Terrified of a kite loop, I said no way! Lets go over back rolls. I hear this is the most simple trick to execute as a beginner, so that is what I want to try. Hristo stands next to me and takes the board from me. He tells me to act as if I am going to do a back roll by standing and simply spinning in the water. My first try was embarrassing. I spun around, and when I did a complete 360, the lines were crossed and I went to move the kite but my kite slammed into the water leading edge first.
Hristo insisted I try looping the kite and demonstrated it for me. He gave me the kite and reminded me to always bring it to 12 o’clock before attempting a loop. It reminded me of my first body drags, which were incredibly fun! This is really a fun exercise! I wouldn’t have laughed so hard and had so much fun in light winds if Hristo had not been instructing me.

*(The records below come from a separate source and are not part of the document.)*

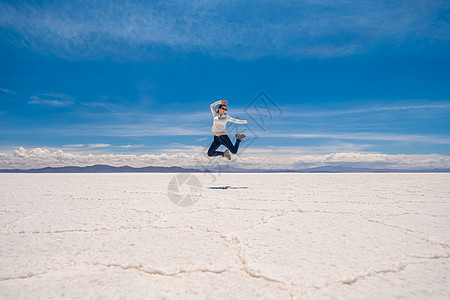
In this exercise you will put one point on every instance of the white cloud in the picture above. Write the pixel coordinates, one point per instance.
(99, 145)
(51, 99)
(236, 29)
(41, 157)
(295, 112)
(366, 136)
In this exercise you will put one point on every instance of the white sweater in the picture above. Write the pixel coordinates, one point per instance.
(220, 121)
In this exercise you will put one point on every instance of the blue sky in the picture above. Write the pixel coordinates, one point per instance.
(358, 83)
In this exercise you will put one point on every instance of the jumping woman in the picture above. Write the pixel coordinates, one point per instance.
(219, 130)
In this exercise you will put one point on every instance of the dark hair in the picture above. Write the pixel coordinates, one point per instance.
(220, 106)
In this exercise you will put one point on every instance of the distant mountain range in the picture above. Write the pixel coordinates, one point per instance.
(150, 169)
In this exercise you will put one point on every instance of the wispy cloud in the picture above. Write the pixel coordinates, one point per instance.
(362, 110)
(6, 91)
(243, 30)
(99, 145)
(42, 157)
(51, 99)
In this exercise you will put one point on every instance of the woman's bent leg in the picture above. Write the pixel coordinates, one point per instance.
(212, 149)
(225, 140)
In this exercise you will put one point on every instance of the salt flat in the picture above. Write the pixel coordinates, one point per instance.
(277, 236)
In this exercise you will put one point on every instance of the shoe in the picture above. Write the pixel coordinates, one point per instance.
(226, 154)
(240, 136)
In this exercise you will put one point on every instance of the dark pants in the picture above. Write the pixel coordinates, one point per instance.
(222, 140)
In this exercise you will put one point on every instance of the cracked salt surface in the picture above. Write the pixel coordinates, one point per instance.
(286, 236)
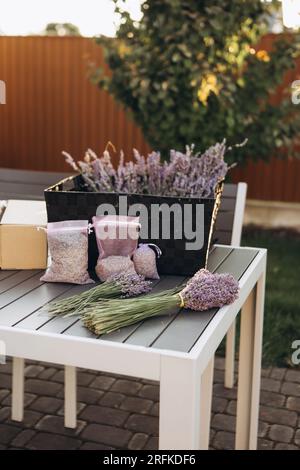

After mastering kiteloops with a spin in both directions, Hristo asked if I wanted to learn how to jump. These were all technique only. I did not attempt any with the board on. He just wanted me to understand the principles of what the kite was doing.
He explained about holding down the bar all the way to keep power when diving the kite. Then he showed me to keep the bar down and almost as soon as the kite was diving one way, to turn it with as much force in the other direction, slowly pushing the bar out to keep tension on the lines. Once the kite reached 12 o’ clock and the bar is out, you can quickly pull down on the bar, which lifts you out of the water.
As I watched Hristo perform the popping technique, I thought this looks easy. In actuality, its not as easy. I was having trouble keeping the bar powered, turning fast, and letting the bar slide out. I did manage to get a lift a few times, but definitely need to spend a lot more time flying the kite and practicing this technique.
He gave me the board back and told me to pop up toe-side since I had mentioned that was what I wanted to learn as well. I did what he instructed and popped up toe-side, but managed to sink my board pretty quickly. He helped me by explaining body position, leaving one hand on the bar, and getting my edge established.
All in all, this was the perfect way to spend a light wind session! I can’t believe Kite Club Hatteras kite school had me doing kite loops, toe-side, and jumping…Oh my! I would highly recommend any beginner re-visit lessons to have a progressive session.